How Are Soft Skills Soft?


It’s now common to hear org leaders stressing the importance of “soft skills.”

This is good, of course, but also a little odd. How did this end up becoming something that ever needs stressing?

Part of the problem might be the term itself, which comes from the U.S. Army; and, more to the point, probably doesn’t mean quite what you think it does.

A little history: FORSCOM (the United States Army Forces Command) used to be CONARC (the Continental Army Command). The term “soft skills” comes from CONARC’s CON Reg 350–100–1, which defined them as, “job related skills involving actions affecting primarily people and paper.”

Wait a minute — people and…paper?

That’s right. “Soft skills” are skills that are not about operating machines.
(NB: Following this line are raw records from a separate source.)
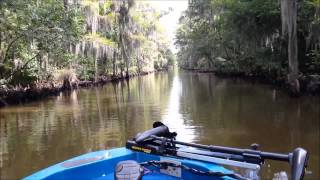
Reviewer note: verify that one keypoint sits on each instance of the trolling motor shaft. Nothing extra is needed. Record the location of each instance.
(297, 159)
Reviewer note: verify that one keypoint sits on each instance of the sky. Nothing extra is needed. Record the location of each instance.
(170, 21)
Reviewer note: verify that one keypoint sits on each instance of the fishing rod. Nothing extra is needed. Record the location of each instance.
(297, 159)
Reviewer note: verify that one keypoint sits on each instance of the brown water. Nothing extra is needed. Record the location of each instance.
(200, 107)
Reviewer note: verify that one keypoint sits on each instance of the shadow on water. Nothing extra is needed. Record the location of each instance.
(200, 107)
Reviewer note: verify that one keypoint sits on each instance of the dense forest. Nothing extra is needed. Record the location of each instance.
(71, 40)
(48, 45)
(277, 41)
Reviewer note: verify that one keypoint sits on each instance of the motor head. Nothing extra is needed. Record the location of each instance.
(298, 162)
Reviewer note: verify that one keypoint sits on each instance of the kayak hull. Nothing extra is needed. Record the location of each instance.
(101, 165)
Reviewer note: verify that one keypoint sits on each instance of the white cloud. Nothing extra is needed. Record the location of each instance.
(170, 21)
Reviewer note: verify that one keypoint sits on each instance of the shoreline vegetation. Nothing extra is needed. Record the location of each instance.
(14, 96)
(309, 84)
(49, 46)
(268, 40)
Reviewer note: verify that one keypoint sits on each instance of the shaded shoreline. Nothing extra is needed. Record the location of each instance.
(44, 90)
(309, 84)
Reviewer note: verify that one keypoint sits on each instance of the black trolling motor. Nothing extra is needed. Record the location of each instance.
(159, 140)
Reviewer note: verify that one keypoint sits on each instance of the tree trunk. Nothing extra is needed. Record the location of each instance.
(289, 25)
(114, 63)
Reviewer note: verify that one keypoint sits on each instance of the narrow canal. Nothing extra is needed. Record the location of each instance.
(199, 107)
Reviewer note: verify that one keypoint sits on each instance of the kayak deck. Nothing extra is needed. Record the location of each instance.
(101, 165)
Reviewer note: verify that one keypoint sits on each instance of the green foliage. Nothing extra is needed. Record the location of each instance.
(246, 34)
(33, 31)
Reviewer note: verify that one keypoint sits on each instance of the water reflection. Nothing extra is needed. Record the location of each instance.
(174, 119)
(200, 107)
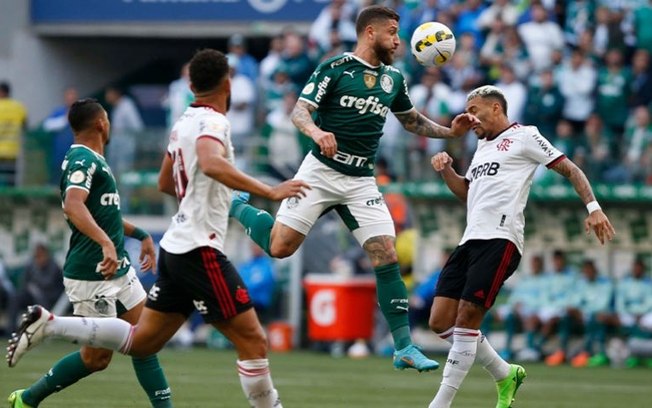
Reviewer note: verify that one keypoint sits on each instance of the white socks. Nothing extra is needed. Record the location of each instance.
(460, 359)
(105, 332)
(485, 356)
(490, 360)
(257, 383)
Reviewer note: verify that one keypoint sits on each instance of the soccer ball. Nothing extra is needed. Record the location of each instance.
(432, 44)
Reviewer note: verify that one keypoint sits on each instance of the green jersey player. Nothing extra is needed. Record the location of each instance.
(350, 97)
(98, 276)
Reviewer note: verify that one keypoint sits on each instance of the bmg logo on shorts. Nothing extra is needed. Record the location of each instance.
(378, 201)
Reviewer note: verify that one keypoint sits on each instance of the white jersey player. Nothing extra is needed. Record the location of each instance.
(499, 177)
(495, 189)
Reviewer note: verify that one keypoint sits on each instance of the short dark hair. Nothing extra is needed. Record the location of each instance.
(83, 112)
(208, 67)
(489, 92)
(373, 14)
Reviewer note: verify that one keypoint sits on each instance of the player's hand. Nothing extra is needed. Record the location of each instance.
(147, 255)
(109, 265)
(441, 161)
(599, 223)
(289, 188)
(326, 142)
(462, 123)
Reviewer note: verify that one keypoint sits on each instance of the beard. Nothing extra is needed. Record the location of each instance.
(384, 54)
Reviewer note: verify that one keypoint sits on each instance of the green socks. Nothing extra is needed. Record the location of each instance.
(65, 372)
(393, 300)
(257, 223)
(71, 369)
(152, 380)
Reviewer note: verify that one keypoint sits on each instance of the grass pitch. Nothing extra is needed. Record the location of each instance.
(208, 378)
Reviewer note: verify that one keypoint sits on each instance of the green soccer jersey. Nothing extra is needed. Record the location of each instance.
(353, 99)
(87, 170)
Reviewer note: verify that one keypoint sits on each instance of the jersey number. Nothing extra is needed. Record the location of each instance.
(179, 174)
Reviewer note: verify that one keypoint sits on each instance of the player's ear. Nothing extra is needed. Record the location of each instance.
(369, 32)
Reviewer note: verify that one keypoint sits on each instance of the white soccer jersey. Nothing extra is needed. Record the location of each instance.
(500, 176)
(203, 202)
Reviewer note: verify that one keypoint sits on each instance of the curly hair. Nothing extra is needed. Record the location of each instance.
(208, 67)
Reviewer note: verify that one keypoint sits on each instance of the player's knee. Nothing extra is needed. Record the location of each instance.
(281, 249)
(437, 324)
(96, 361)
(145, 349)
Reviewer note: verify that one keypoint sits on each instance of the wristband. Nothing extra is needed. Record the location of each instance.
(139, 234)
(593, 206)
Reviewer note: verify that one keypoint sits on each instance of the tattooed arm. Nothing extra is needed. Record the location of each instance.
(596, 220)
(577, 178)
(302, 118)
(416, 122)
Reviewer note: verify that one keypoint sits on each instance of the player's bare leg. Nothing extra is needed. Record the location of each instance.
(276, 239)
(469, 345)
(248, 337)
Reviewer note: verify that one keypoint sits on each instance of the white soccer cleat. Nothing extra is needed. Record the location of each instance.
(31, 333)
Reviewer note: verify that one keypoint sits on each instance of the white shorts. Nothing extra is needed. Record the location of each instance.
(99, 298)
(356, 199)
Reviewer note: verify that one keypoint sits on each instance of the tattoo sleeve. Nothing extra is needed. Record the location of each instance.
(416, 122)
(380, 250)
(577, 178)
(302, 117)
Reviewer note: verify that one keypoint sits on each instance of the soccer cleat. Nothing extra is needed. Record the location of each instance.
(16, 400)
(598, 360)
(580, 360)
(412, 357)
(30, 333)
(507, 387)
(240, 196)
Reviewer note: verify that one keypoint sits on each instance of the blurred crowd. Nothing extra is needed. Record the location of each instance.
(580, 70)
(563, 314)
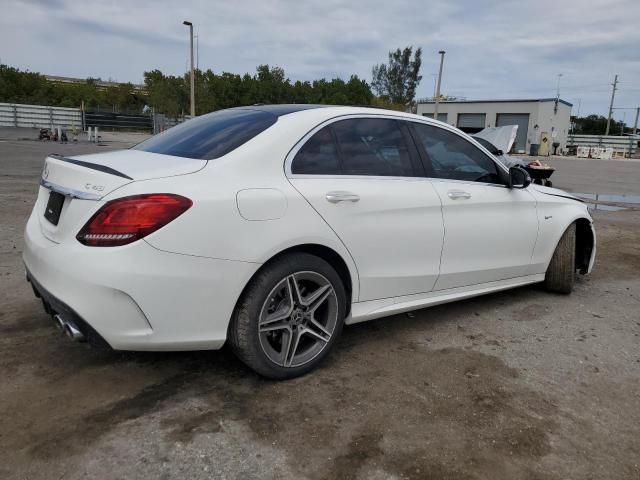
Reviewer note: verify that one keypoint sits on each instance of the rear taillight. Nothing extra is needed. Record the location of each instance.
(128, 219)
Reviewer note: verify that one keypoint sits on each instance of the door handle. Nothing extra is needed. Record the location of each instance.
(336, 197)
(456, 194)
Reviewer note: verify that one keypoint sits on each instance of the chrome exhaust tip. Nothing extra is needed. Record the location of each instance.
(73, 333)
(59, 322)
(68, 328)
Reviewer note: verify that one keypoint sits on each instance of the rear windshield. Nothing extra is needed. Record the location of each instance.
(210, 136)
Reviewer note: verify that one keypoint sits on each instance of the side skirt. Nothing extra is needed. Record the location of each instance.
(363, 311)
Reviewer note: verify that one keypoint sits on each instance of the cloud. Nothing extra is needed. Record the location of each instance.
(495, 49)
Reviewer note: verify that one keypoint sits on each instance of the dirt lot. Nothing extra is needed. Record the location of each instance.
(520, 384)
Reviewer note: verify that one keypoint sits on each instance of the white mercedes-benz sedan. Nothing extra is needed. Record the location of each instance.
(269, 227)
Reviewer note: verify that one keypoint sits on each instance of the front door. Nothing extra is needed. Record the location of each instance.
(360, 175)
(490, 229)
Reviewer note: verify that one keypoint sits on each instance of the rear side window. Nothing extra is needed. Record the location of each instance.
(373, 146)
(453, 157)
(210, 136)
(319, 156)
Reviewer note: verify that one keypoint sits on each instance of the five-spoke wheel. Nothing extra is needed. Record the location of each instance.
(289, 317)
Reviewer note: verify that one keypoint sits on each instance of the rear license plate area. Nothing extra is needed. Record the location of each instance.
(54, 207)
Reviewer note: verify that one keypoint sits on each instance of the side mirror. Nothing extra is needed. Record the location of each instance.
(518, 178)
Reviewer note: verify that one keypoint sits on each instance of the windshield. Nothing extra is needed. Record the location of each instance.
(488, 145)
(210, 136)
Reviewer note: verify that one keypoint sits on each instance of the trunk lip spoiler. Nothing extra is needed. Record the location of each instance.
(93, 166)
(69, 192)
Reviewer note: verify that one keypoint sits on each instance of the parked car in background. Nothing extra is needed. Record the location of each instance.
(269, 227)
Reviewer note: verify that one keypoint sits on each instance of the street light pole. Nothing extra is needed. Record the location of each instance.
(193, 97)
(435, 110)
(613, 94)
(558, 87)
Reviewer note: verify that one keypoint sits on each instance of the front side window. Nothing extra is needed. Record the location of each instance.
(372, 146)
(210, 136)
(455, 158)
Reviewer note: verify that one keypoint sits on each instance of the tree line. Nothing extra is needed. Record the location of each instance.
(169, 94)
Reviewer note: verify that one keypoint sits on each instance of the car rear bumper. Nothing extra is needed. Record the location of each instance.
(136, 297)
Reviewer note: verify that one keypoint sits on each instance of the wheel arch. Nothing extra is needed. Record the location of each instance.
(585, 244)
(328, 254)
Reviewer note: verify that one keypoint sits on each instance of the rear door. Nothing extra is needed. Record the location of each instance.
(490, 229)
(362, 175)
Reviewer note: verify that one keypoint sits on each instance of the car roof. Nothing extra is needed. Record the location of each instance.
(327, 110)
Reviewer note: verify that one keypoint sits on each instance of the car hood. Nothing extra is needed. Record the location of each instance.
(556, 192)
(501, 137)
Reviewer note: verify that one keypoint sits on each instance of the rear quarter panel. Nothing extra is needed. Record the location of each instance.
(214, 226)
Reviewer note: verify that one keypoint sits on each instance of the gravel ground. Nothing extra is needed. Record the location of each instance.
(519, 384)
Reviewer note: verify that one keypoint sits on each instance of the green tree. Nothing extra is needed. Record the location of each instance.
(397, 80)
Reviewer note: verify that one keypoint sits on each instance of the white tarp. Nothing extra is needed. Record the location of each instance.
(501, 137)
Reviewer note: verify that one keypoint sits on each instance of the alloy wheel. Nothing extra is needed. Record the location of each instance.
(298, 318)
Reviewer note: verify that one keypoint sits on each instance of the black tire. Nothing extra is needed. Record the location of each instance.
(561, 273)
(244, 336)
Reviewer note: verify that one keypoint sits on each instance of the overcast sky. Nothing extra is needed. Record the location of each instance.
(495, 49)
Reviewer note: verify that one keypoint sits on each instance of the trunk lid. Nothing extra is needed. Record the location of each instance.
(71, 186)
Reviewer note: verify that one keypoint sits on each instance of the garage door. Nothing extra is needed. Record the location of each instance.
(520, 119)
(441, 116)
(471, 122)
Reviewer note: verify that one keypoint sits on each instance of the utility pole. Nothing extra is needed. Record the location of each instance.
(435, 111)
(558, 87)
(193, 98)
(613, 94)
(197, 51)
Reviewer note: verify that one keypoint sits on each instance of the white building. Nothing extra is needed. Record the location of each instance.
(542, 121)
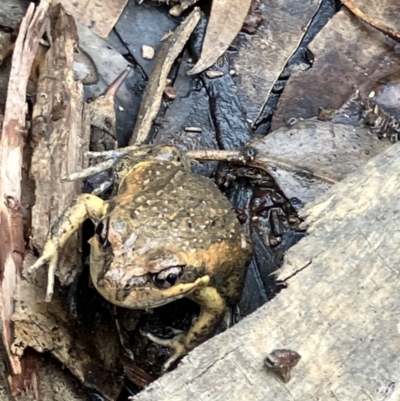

They’re “soft,” as in, “not a hammer.”

This casts a slightly different light on the term, doesn’t it?

For example, is designing a bridge a hard or soft skill? Most today would probably say “hard,” but only because we tend to associate soft skills with things like “emotional intelligence” (or just not being an asshole).

According to CONARC’s own definition, however, “designing bridge structures” is one of the stated examples of a “soft skill,” along with inspecting troops, supervising personnel, and conducting a study.




In 1972, CONARC held the Soft Skills Training Conference with the stated purpose of “fostering an extensive interchange…regarding approaches to the system engineering of soft skill training.” (You can see the conference report here.)

The report begins with a survey conducted by Dr. P.G. Whitmore to explore the use of the term. He asked judges to rate job functions on different variables, including the degree of interaction with a machine, the degree of specificity of the behavior to be performed, and whether the job function takes place in established (known) or emergent (unknown) conditions.

Though Whitmore had included the job function of “Interprets and Uses a Military Map” as an example of a hard skill, most judges disagreed. After all, paper isn’t “hard.” There is also an irony in leaders acquiescing that soft skills matter when leadership itself was, from the beginning, always considered a “soft skill.”




In Whitmore’s verbiage, a leader is a “people operator.” People operators have a handicap “not imposed on machine operators.” Directing human activity toward achieving goals is a vaguer process than operating a machine, though both, according to Whitmore, fall under the same process of systems engineering.

To this end, Whitmore makes it clear he prefers a behavioristic approach: A leader must reinforce productive behaviors, minimize the inadvertent reinforcement of counterproductive behaviors, as well as “minimize aversive conditions in the environment.”




Again, that’s quite different from how we today think of “soft skills.”

Another section, by Dr. Gerald Nadler, describes how conferees were arranged into working groups, with conference presenters appearing at each group for Q&A. Interestingly, he reports, the conferees concluded that the distinction between hard and soft skills isn’t useful.

As the report states, “a majority of the groups concluded that no distinction should be made between hard skills and soft skills and recommended that the term ‘soft skills’ be eliminated from systems engineering terminology.”

That was 1972. Fast forward almost 50 years(!) to today.

Most of us who don’t know anything about systems engineering still hear an awful lot about “soft skills,” though now in a different context. For my own part, I agree with the attendees of the Army’s first soft skills conference: The term should just be dropped.

It’s loaded with connotations that lead to it being undervalued, and there is a high cost to ignoring this. Promoting people with high technical skills and low people skills is a costly move.

After all, to lead, to inspire, to motivate, to facilitate, are all “soft skills,” and yet what’s harder? Operating a machine is easy by comparison, which was actually more the original point of the term.

Consider research on employee motivation (see Primed to Perform by Doshi and McGregor). The main determining factor in “total motivation” (ToMo) is the extent to which people feel work is synonymous with play—something that likely has high overlap with people’s “soft skills” at work.

Consider also leaders today stressing the importance of org culture, while ignoring that leadership “soft skills” are largely what sets culture in the first place. (As Nate Regier says, leaders in drama create cultures of drama.)

Or consider business strategy. The decisions businesses make to solve problems are design decisions (whether framed that way or not.) One of the main obstacles to good design decisions is org politics, best surmounted via expert facilitation—all “soft skills.”

Sadly, though its history in systems engineering is today unknown by most, the loaded term of “soft skills” remains, implying to many such skills are not as critical, important, or necessary, that they’re “not masculine,” or “not scientific,” or “not pertinent to the bottom line.”

All false and costly.

Maybe it’s time we just stopped using the term.